Adorable Scooter posing for me, gorgeous Hope, check these two guys out (not the ones you think Ryan), Amanda, group shot


----------



## maryam187 (Jul 18, 2007)

OK, last ones:
Dale and DH thought Cicero was black until they met Pablo, sweet Kathie enjoying two pups (Cuba and Abby), me kissing my uber nervous dog, Dash and his shadow Pablo, Pablo making sure to reach the treat before Scooter.


----------



## maryam187 (Jul 18, 2007)

If any of you want your pups' pics in large size, send me a pm with your email please!


----------



## DAJsMom (Oct 27, 2006)

That looks like so much fun! Some of you just need to move to Arizona! I want a playdate!

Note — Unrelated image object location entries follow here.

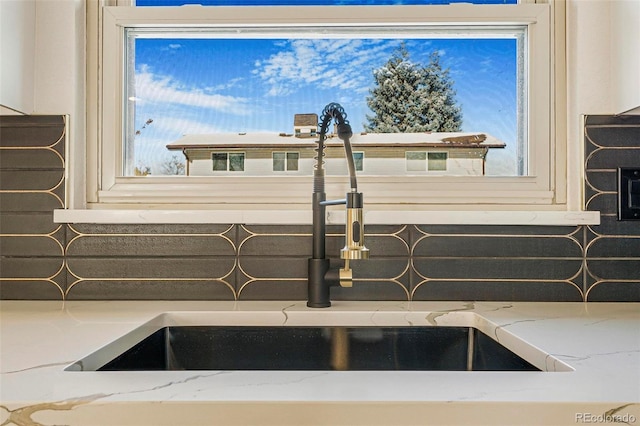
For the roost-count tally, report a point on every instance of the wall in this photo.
(43, 260)
(17, 44)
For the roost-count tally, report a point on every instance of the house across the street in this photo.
(269, 154)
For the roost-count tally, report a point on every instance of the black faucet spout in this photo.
(321, 277)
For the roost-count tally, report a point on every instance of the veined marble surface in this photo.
(600, 342)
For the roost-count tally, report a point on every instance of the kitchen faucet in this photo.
(321, 276)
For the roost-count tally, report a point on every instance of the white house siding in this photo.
(338, 167)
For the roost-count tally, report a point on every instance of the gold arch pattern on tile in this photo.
(58, 142)
(79, 278)
(571, 237)
(253, 279)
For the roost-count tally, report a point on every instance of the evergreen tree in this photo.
(411, 98)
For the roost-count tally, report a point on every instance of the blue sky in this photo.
(246, 85)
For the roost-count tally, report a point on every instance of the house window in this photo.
(536, 171)
(228, 162)
(436, 161)
(285, 161)
(358, 160)
(416, 161)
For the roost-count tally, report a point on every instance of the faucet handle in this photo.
(354, 229)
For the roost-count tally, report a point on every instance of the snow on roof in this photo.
(264, 140)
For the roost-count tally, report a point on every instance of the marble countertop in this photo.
(599, 342)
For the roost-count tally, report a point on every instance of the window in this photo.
(358, 160)
(285, 161)
(538, 181)
(416, 161)
(228, 162)
(436, 161)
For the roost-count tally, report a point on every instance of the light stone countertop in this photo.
(591, 353)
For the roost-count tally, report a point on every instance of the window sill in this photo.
(296, 217)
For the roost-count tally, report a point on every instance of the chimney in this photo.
(305, 125)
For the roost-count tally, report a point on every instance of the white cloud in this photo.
(344, 64)
(153, 88)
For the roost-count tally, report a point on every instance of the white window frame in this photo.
(446, 160)
(286, 161)
(229, 154)
(362, 162)
(544, 190)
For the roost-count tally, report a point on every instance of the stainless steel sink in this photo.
(317, 348)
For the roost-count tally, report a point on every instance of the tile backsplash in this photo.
(40, 259)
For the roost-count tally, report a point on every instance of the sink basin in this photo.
(353, 341)
(317, 348)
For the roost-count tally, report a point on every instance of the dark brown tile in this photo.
(151, 290)
(512, 291)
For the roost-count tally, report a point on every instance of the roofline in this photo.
(174, 147)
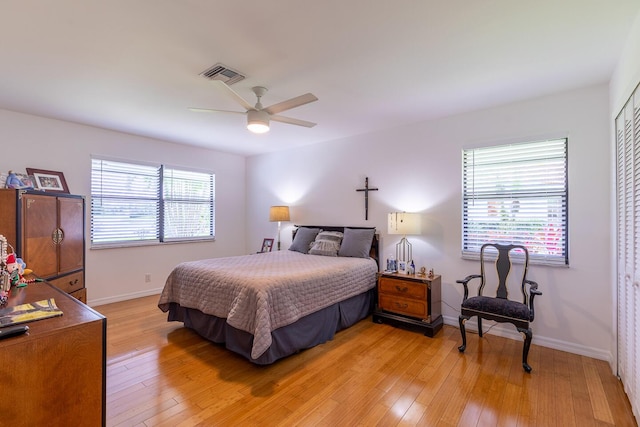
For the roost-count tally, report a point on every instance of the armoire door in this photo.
(39, 221)
(71, 224)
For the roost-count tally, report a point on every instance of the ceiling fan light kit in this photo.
(258, 117)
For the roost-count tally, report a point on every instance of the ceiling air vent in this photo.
(222, 73)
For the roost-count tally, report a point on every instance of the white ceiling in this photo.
(134, 65)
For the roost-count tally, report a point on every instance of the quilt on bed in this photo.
(263, 292)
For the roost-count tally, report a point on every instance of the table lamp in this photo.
(404, 223)
(279, 213)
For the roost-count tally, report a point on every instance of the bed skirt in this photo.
(309, 331)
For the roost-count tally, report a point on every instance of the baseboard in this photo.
(512, 333)
(124, 297)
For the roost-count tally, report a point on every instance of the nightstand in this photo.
(409, 300)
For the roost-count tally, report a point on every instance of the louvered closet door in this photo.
(628, 247)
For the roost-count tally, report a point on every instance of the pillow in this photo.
(327, 243)
(304, 238)
(357, 242)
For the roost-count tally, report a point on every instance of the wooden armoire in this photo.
(47, 231)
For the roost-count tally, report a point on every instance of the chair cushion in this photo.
(498, 306)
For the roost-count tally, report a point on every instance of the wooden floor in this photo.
(161, 374)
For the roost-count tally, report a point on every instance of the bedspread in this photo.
(263, 292)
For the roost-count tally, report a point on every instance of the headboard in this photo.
(374, 252)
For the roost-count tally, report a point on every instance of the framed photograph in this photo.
(402, 267)
(267, 245)
(49, 180)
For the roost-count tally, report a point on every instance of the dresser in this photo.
(47, 232)
(411, 301)
(55, 374)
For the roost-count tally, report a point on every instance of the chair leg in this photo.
(528, 335)
(463, 332)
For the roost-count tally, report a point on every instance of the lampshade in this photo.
(404, 223)
(279, 213)
(258, 121)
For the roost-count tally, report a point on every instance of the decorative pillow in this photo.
(304, 238)
(327, 243)
(357, 242)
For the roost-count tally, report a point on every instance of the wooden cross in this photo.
(366, 190)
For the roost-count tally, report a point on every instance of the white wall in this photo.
(118, 274)
(418, 169)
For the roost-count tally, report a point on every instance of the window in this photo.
(134, 204)
(517, 193)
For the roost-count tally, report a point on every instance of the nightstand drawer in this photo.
(409, 307)
(69, 283)
(402, 288)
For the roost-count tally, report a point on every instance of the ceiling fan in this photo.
(258, 117)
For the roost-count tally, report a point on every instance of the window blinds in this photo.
(133, 204)
(517, 194)
(628, 246)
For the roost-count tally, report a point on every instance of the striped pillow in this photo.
(327, 243)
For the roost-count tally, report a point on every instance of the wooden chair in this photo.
(499, 308)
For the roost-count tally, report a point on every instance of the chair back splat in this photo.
(500, 308)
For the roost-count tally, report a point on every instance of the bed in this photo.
(270, 305)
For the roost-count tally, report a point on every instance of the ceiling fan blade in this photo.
(232, 93)
(291, 103)
(291, 121)
(210, 110)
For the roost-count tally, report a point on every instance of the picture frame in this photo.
(402, 267)
(50, 181)
(267, 245)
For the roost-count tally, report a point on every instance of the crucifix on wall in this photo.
(366, 190)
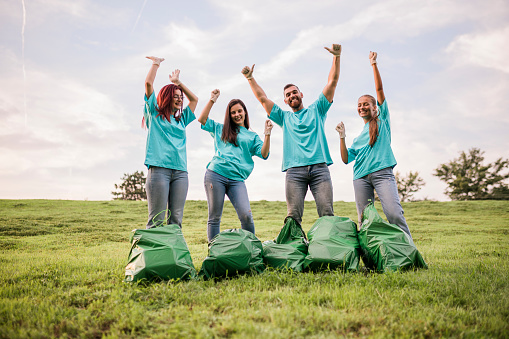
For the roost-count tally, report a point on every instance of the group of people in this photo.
(306, 154)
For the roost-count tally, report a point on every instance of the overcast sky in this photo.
(72, 83)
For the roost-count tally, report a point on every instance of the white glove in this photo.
(248, 72)
(372, 57)
(336, 49)
(155, 60)
(174, 77)
(268, 127)
(214, 95)
(341, 130)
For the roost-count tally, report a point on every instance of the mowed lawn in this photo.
(62, 270)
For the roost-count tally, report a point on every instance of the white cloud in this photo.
(487, 49)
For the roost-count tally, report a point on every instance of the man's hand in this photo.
(214, 95)
(268, 127)
(155, 60)
(174, 77)
(341, 130)
(372, 57)
(336, 49)
(248, 72)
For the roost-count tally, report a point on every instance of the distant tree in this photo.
(468, 178)
(408, 185)
(131, 188)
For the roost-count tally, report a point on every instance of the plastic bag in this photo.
(232, 252)
(159, 253)
(386, 247)
(289, 249)
(333, 244)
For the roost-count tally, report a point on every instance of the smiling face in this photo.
(238, 115)
(366, 107)
(177, 100)
(293, 98)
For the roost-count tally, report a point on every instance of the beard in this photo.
(295, 103)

Cicero looks a lot like Dusty to me, but with a longer coat. Especially that shot of him from the top. His coat look and markings are really similar to hers except he's black and she's chocolate. I haven't seen any other havs in person that look like her (the coat I mean) and only a couple in photos. Maybe it's just the profuseness of his coat?


----------



## ama0722 (Nov 28, 2006)

Ann- I love Gavin's pics with the attention.

Maryam- you take great photos and I love my little pins  As to the balls, I leave them and you remove them- I think that says something about the two of us-MUAHAHAHAHA!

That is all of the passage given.